Wilson Carey Mc Williams - Writings

Writings

McWilliams was author of The Idea of Fraternity in America (1973, University of California Press), for which he won the National Historical Society prize in 1974. In this book, McWilliams argued that there was an "alternative tradition" to the dominant liberal tradition in America, which he variously traced through the thought of the Puritans, the Anti-federalists, and various major and minor literary figures such as Hawthorne, Melville, Twain and Ellison. He argued that this tradition drew philosophical inspiration from ancient Greek and Christian sources manifested in an emphasis upon community and fraternity, which was properly the means to achieving a form of civic liberty. He contrasted this tradition with the liberal tradition, which conversely held that individual liberty was thought to culminate in political fraternity. A major influence on McWilliams's thought was the book Democracy in America by the French theorist Alexis de Tocqueville, and like Tocqueville, McWilliams commended to modern liberal democracy the arts of association and a chastening form of religious faith.

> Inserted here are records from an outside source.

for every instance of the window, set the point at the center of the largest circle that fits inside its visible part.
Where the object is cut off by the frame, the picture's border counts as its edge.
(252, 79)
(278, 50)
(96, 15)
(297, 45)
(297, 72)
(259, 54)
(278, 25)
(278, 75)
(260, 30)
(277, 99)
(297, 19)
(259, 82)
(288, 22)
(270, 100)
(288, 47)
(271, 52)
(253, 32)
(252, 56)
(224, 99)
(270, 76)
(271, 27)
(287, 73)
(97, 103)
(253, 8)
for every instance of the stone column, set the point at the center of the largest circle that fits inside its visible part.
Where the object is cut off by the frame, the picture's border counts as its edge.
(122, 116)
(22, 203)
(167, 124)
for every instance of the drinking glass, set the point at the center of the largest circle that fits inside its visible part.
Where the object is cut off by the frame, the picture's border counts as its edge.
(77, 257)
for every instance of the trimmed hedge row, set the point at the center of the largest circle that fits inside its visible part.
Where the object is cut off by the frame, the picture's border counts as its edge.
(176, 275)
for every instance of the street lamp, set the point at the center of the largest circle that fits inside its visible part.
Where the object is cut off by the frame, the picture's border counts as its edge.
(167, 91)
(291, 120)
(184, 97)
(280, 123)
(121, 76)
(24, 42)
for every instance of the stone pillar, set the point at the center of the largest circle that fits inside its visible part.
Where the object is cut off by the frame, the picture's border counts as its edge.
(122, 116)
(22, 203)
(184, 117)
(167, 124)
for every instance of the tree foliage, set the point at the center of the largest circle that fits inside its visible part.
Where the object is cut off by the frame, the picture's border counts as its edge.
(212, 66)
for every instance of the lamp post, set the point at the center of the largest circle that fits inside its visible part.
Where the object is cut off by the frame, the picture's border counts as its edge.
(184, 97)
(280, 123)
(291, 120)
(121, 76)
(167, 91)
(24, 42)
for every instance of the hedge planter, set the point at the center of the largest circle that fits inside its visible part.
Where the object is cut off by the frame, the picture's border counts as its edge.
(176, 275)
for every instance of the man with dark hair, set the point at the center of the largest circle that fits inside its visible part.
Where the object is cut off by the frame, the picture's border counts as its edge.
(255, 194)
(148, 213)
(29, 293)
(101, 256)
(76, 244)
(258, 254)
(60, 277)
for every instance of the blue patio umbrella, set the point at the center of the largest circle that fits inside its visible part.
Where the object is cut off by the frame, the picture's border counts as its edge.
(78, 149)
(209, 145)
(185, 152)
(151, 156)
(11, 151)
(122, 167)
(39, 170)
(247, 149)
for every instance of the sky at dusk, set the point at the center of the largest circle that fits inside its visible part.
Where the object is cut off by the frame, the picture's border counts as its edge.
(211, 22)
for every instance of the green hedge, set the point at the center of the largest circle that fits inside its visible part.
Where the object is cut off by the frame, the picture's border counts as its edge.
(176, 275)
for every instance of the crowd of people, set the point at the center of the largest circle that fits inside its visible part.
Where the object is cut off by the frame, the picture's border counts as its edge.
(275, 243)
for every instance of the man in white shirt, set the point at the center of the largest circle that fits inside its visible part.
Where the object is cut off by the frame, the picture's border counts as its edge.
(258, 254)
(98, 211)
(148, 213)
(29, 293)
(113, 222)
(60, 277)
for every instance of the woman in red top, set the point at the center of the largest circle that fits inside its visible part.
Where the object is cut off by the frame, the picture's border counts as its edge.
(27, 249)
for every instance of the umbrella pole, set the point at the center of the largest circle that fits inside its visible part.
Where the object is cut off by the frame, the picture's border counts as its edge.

McWilliams was also a prolific essayist, whose works appeared in Commonweal and other journals. His essays on American elections from 1976-1998 were collected in two volumes, The Politics of Disappointment (1995, Chatham House) and Beyond the Politics of Disappointment (2000, Chatham House). In 2011, two edited collections of his essays were published, co-edited by Patrick J. Deneen and his daughter, Susan J. McWilliams. The books were entitled, respectively, Redeeming Democracy in America (University Press of Kansas, 2011) and The Democratic Soul: A Wilson Carey McWilliams Reader (University Press of Kentucky, 2011).